Enable KleidiAI for asymmetric 4-bit MatMulNBits on ARM64 (#27751)
### Description
Extends the KleidiAI-accelerated `MatMulNBits` path on ARM64 to support
asymmetric 4-bit quantization (models with per-block zero points).
Previously, KleidiAI was only used for symmetric quantization (`!HasZp`
guard), and asymmetric models fell back to a significantly slower
non-KleidiAI kernel.
Since KleidiAI only provides symmetric int4 micro-kernels
(`kai_matmul_clamp_f32_qai8dxp_qsi4c32p`), this PR runs KleidiAI as-if
symmetric (hardcoded `rhs_zero_point=8`) and applies a float-domain
zero-point correction post-GEMM:
$$C_{\text{actual}} = C_{\text{symmetric}} + A_{\text{blksum}} \times
B_{\text{ZpCorr}}^T$$
where:
- `BZpCorr[n, blk] = scale_b[n, blk] × (8 - zp_b[n, blk])` — precomputed
at weight packing time
- `AFloatBlkSum[m, blk] = Σ A_float[m, blk_start..blk_end]` — computed
per inference alongside A quantization
Key changes:
- **`UseKleidiAIBase()`**: New function that checks KleidiAI eligibility
without the `!HasZp` guard. `UseKleidiAI()` now delegates to `!HasZp &&
UseKleidiAIBase()`, preserving symmetric behavior.
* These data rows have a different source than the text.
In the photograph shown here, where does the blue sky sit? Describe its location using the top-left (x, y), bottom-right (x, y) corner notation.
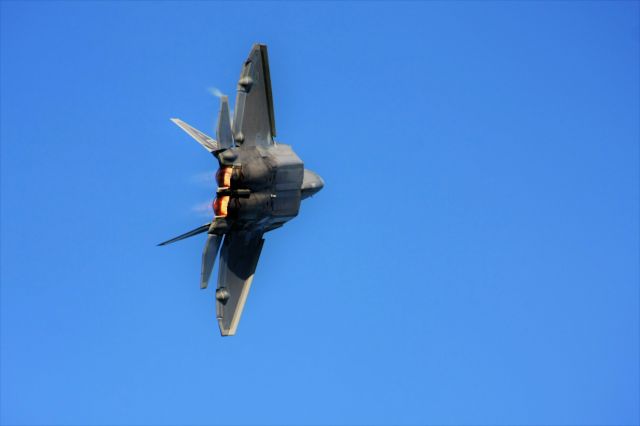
top-left (1, 1), bottom-right (638, 425)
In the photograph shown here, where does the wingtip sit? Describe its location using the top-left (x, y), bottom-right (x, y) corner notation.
top-left (219, 329), bottom-right (235, 337)
top-left (217, 318), bottom-right (235, 336)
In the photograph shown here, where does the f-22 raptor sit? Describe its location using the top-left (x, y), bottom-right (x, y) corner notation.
top-left (159, 44), bottom-right (324, 336)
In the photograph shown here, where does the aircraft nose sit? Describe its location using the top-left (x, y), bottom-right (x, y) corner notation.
top-left (301, 169), bottom-right (324, 199)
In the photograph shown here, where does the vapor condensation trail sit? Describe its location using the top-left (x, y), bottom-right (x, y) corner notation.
top-left (207, 87), bottom-right (225, 98)
top-left (190, 171), bottom-right (215, 185)
top-left (191, 200), bottom-right (213, 217)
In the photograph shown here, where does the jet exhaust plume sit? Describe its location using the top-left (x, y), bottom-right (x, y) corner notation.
top-left (191, 200), bottom-right (213, 217)
top-left (190, 171), bottom-right (215, 185)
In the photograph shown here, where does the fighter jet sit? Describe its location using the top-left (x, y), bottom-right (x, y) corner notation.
top-left (158, 44), bottom-right (324, 336)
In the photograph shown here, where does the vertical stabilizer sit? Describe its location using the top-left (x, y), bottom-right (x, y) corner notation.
top-left (216, 96), bottom-right (234, 150)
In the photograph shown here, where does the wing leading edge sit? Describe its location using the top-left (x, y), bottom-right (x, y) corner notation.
top-left (232, 44), bottom-right (276, 148)
top-left (215, 231), bottom-right (265, 336)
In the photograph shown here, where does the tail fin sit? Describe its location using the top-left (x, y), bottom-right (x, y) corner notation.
top-left (201, 234), bottom-right (223, 289)
top-left (216, 96), bottom-right (234, 149)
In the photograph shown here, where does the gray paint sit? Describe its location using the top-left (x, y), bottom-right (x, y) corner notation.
top-left (159, 44), bottom-right (324, 336)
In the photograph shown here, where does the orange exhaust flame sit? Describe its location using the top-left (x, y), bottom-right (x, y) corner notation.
top-left (213, 196), bottom-right (229, 217)
top-left (216, 166), bottom-right (232, 188)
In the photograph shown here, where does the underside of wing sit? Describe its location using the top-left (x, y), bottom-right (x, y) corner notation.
top-left (215, 231), bottom-right (265, 336)
top-left (232, 44), bottom-right (276, 148)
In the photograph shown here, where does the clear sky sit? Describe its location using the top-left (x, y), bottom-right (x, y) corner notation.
top-left (1, 1), bottom-right (638, 425)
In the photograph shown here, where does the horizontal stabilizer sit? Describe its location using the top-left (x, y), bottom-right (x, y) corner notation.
top-left (157, 223), bottom-right (211, 246)
top-left (171, 118), bottom-right (218, 152)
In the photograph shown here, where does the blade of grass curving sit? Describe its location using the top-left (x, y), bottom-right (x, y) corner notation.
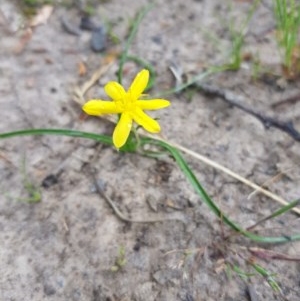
top-left (226, 0), bottom-right (259, 70)
top-left (273, 0), bottom-right (300, 70)
top-left (0, 129), bottom-right (113, 145)
top-left (153, 66), bottom-right (225, 98)
top-left (117, 3), bottom-right (154, 84)
top-left (142, 137), bottom-right (300, 243)
top-left (247, 198), bottom-right (300, 231)
top-left (1, 129), bottom-right (300, 243)
top-left (251, 263), bottom-right (281, 292)
top-left (232, 265), bottom-right (256, 280)
top-left (126, 55), bottom-right (156, 90)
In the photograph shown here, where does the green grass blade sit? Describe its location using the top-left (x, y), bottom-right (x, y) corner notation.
top-left (232, 265), bottom-right (256, 280)
top-left (117, 3), bottom-right (154, 84)
top-left (1, 129), bottom-right (300, 243)
top-left (273, 0), bottom-right (300, 69)
top-left (153, 67), bottom-right (223, 98)
top-left (247, 198), bottom-right (300, 230)
top-left (226, 0), bottom-right (259, 70)
top-left (251, 263), bottom-right (281, 292)
top-left (0, 128), bottom-right (113, 145)
top-left (142, 137), bottom-right (300, 243)
top-left (126, 55), bottom-right (156, 90)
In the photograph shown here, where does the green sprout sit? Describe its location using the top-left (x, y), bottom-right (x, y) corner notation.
top-left (16, 156), bottom-right (41, 203)
top-left (227, 261), bottom-right (281, 293)
top-left (273, 0), bottom-right (300, 77)
top-left (225, 263), bottom-right (256, 283)
top-left (251, 263), bottom-right (282, 292)
top-left (250, 52), bottom-right (262, 81)
top-left (224, 0), bottom-right (259, 71)
top-left (111, 245), bottom-right (127, 272)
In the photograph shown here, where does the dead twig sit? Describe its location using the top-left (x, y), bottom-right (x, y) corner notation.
top-left (89, 169), bottom-right (184, 224)
top-left (76, 65), bottom-right (300, 214)
top-left (248, 247), bottom-right (300, 262)
top-left (73, 61), bottom-right (114, 105)
top-left (80, 103), bottom-right (300, 213)
top-left (271, 92), bottom-right (300, 110)
top-left (246, 199), bottom-right (300, 231)
top-left (246, 285), bottom-right (259, 301)
top-left (166, 139), bottom-right (300, 215)
top-left (196, 82), bottom-right (300, 142)
top-left (247, 170), bottom-right (292, 201)
top-left (0, 152), bottom-right (17, 168)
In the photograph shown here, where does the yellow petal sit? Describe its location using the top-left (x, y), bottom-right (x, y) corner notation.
top-left (113, 112), bottom-right (132, 148)
top-left (82, 100), bottom-right (122, 116)
top-left (137, 99), bottom-right (170, 110)
top-left (104, 81), bottom-right (127, 101)
top-left (132, 109), bottom-right (160, 133)
top-left (128, 69), bottom-right (149, 100)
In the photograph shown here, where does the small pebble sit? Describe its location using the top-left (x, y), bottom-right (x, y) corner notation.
top-left (61, 17), bottom-right (81, 36)
top-left (42, 174), bottom-right (58, 188)
top-left (80, 16), bottom-right (97, 31)
top-left (90, 26), bottom-right (107, 52)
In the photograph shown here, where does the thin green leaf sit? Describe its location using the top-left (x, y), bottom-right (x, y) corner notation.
top-left (141, 137), bottom-right (300, 244)
top-left (117, 4), bottom-right (154, 84)
top-left (247, 198), bottom-right (300, 230)
top-left (153, 67), bottom-right (222, 98)
top-left (126, 55), bottom-right (156, 90)
top-left (1, 129), bottom-right (300, 243)
top-left (251, 263), bottom-right (282, 292)
top-left (0, 129), bottom-right (113, 145)
top-left (232, 265), bottom-right (256, 280)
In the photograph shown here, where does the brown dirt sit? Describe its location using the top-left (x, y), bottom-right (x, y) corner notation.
top-left (0, 0), bottom-right (300, 300)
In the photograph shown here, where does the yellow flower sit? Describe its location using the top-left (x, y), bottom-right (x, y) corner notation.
top-left (82, 69), bottom-right (170, 148)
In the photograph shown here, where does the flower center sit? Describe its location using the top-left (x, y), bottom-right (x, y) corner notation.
top-left (115, 94), bottom-right (137, 112)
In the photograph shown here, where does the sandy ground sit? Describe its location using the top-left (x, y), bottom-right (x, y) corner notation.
top-left (0, 0), bottom-right (300, 300)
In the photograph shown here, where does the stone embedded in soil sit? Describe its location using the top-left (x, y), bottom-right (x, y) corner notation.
top-left (90, 26), bottom-right (107, 52)
top-left (80, 16), bottom-right (97, 31)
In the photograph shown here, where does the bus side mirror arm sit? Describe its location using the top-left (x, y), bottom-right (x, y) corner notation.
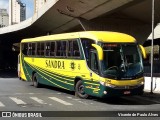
top-left (139, 45), bottom-right (147, 59)
top-left (91, 44), bottom-right (103, 60)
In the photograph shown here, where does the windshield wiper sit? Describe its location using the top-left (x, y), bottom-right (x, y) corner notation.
top-left (120, 46), bottom-right (126, 72)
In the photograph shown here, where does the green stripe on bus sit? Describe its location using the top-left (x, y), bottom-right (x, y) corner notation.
top-left (27, 62), bottom-right (74, 86)
top-left (25, 61), bottom-right (74, 90)
top-left (25, 61), bottom-right (74, 82)
top-left (22, 55), bottom-right (32, 81)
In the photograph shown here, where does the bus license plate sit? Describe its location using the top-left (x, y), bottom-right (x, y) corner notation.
top-left (124, 91), bottom-right (130, 95)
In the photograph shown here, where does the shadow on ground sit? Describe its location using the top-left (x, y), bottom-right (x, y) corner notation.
top-left (30, 83), bottom-right (160, 105)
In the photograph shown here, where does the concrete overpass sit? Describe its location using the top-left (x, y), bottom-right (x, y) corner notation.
top-left (0, 0), bottom-right (160, 69)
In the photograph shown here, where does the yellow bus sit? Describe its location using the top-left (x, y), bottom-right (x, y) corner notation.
top-left (19, 31), bottom-right (146, 98)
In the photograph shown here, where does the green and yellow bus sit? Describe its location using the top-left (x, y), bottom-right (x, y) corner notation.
top-left (19, 31), bottom-right (146, 98)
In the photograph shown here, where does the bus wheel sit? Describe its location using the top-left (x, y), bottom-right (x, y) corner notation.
top-left (32, 73), bottom-right (40, 88)
top-left (75, 80), bottom-right (88, 99)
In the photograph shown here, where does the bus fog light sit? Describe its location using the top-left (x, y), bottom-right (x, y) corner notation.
top-left (140, 81), bottom-right (144, 85)
top-left (103, 91), bottom-right (107, 94)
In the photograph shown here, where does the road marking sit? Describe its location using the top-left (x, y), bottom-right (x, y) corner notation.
top-left (67, 96), bottom-right (80, 100)
top-left (9, 97), bottom-right (27, 105)
top-left (28, 93), bottom-right (35, 95)
top-left (30, 97), bottom-right (47, 104)
top-left (66, 96), bottom-right (88, 105)
top-left (67, 96), bottom-right (72, 99)
top-left (49, 97), bottom-right (73, 105)
top-left (0, 101), bottom-right (5, 107)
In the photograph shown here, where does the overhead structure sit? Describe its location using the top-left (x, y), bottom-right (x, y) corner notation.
top-left (0, 0), bottom-right (160, 69)
top-left (0, 0), bottom-right (160, 43)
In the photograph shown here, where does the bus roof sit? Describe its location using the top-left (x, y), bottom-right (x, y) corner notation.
top-left (21, 31), bottom-right (136, 43)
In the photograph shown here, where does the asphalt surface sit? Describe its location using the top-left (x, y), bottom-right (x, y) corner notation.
top-left (0, 70), bottom-right (160, 120)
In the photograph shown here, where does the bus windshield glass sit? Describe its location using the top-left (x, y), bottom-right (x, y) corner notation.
top-left (101, 43), bottom-right (143, 79)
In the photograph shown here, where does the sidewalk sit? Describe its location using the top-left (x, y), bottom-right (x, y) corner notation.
top-left (135, 77), bottom-right (160, 102)
top-left (142, 77), bottom-right (160, 102)
top-left (144, 77), bottom-right (160, 93)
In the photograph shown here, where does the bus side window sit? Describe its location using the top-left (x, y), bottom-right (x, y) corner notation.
top-left (90, 51), bottom-right (99, 72)
top-left (37, 42), bottom-right (41, 56)
top-left (22, 43), bottom-right (28, 55)
top-left (32, 43), bottom-right (36, 56)
top-left (28, 43), bottom-right (32, 56)
top-left (68, 40), bottom-right (73, 57)
top-left (61, 41), bottom-right (67, 57)
top-left (81, 39), bottom-right (95, 63)
top-left (73, 40), bottom-right (80, 57)
top-left (45, 42), bottom-right (51, 56)
top-left (56, 41), bottom-right (61, 56)
top-left (50, 42), bottom-right (55, 56)
top-left (41, 43), bottom-right (45, 56)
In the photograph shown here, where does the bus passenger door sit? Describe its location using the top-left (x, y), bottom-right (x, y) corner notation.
top-left (90, 51), bottom-right (99, 75)
top-left (88, 50), bottom-right (100, 94)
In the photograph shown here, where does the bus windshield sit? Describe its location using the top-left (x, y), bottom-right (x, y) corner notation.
top-left (101, 43), bottom-right (143, 79)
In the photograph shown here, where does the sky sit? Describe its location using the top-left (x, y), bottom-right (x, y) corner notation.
top-left (0, 0), bottom-right (34, 19)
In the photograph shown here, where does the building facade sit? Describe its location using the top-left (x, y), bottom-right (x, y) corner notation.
top-left (0, 9), bottom-right (9, 28)
top-left (9, 0), bottom-right (26, 25)
top-left (34, 0), bottom-right (49, 13)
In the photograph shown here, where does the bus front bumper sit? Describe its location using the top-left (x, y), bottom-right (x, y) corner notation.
top-left (98, 84), bottom-right (144, 98)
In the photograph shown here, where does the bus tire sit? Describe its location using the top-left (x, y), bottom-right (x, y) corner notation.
top-left (32, 73), bottom-right (40, 88)
top-left (75, 80), bottom-right (88, 99)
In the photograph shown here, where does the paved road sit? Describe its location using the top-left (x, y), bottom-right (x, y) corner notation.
top-left (0, 73), bottom-right (160, 119)
top-left (0, 77), bottom-right (160, 111)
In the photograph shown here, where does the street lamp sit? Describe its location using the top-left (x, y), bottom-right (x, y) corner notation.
top-left (150, 0), bottom-right (155, 94)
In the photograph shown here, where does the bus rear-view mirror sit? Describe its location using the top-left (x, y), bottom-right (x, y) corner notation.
top-left (92, 44), bottom-right (103, 60)
top-left (139, 45), bottom-right (147, 59)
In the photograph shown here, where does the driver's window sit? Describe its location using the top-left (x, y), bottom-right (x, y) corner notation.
top-left (90, 52), bottom-right (99, 72)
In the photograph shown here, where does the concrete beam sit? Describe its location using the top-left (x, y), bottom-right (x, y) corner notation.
top-left (0, 0), bottom-right (160, 43)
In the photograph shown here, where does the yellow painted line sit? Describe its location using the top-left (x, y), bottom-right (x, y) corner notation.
top-left (91, 88), bottom-right (100, 90)
top-left (84, 82), bottom-right (99, 86)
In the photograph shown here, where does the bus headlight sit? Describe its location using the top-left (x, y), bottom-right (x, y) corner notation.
top-left (140, 81), bottom-right (144, 85)
top-left (100, 81), bottom-right (115, 88)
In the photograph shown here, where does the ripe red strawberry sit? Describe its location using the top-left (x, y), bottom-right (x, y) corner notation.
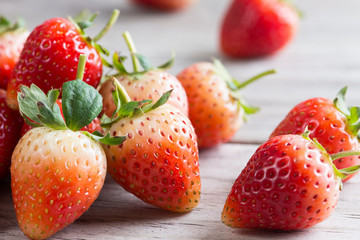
top-left (0, 89), bottom-right (23, 180)
top-left (102, 79), bottom-right (200, 212)
top-left (177, 59), bottom-right (274, 148)
top-left (222, 132), bottom-right (360, 230)
top-left (21, 99), bottom-right (102, 136)
top-left (270, 87), bottom-right (360, 182)
top-left (0, 16), bottom-right (29, 89)
top-left (100, 31), bottom-right (188, 117)
top-left (131, 0), bottom-right (197, 11)
top-left (11, 55), bottom-right (124, 239)
top-left (220, 0), bottom-right (299, 58)
top-left (6, 10), bottom-right (119, 110)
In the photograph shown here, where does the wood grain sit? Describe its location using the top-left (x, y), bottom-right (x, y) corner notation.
top-left (2, 144), bottom-right (360, 239)
top-left (2, 0), bottom-right (360, 239)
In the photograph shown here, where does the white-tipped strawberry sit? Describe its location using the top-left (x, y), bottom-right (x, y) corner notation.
top-left (11, 55), bottom-right (125, 240)
top-left (99, 31), bottom-right (188, 117)
top-left (101, 78), bottom-right (200, 212)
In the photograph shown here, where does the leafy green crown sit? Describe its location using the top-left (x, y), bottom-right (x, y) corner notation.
top-left (18, 54), bottom-right (125, 145)
top-left (213, 58), bottom-right (276, 122)
top-left (108, 31), bottom-right (175, 79)
top-left (0, 16), bottom-right (26, 35)
top-left (101, 77), bottom-right (173, 128)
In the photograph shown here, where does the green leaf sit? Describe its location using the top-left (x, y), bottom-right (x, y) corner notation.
top-left (213, 58), bottom-right (235, 90)
top-left (73, 10), bottom-right (98, 30)
top-left (0, 16), bottom-right (25, 35)
top-left (142, 89), bottom-right (173, 113)
top-left (156, 51), bottom-right (175, 70)
top-left (62, 80), bottom-right (103, 131)
top-left (111, 84), bottom-right (122, 118)
top-left (134, 53), bottom-right (153, 71)
top-left (333, 86), bottom-right (350, 116)
top-left (94, 43), bottom-right (109, 56)
top-left (117, 100), bottom-right (151, 119)
top-left (112, 52), bottom-right (128, 75)
top-left (17, 85), bottom-right (66, 129)
top-left (82, 131), bottom-right (127, 146)
top-left (36, 101), bottom-right (67, 130)
top-left (47, 89), bottom-right (60, 106)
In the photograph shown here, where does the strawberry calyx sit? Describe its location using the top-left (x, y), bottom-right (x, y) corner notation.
top-left (101, 77), bottom-right (172, 127)
top-left (68, 9), bottom-right (120, 63)
top-left (0, 16), bottom-right (26, 35)
top-left (109, 31), bottom-right (175, 79)
top-left (17, 54), bottom-right (125, 145)
top-left (333, 86), bottom-right (360, 140)
top-left (301, 129), bottom-right (360, 184)
top-left (213, 58), bottom-right (275, 121)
- **B packing (`SQ4BitGemmPackQuantBDataAndBlkSum`)**: Computes and
stores `BZpCorr` after KleidiAI packed B data when zero points are
present.
- **Workspace expansion**: Allocates space for `AFloatBlkSum` (M ×
BlockCountK floats) in the per-GEMM workspace for asymmetric models.
- **`ComputeAFloatBlkSum`**: NEON-vectorized (4× unrolled `vaddq_f32`)
function to compute per-block float sums of A.
- **`ApplyBZpCorrection`**: NEON-vectorized correction kernel tiled
4-N-wide (`vfmaq_f32`) for L1-friendly BZpCorr reuse.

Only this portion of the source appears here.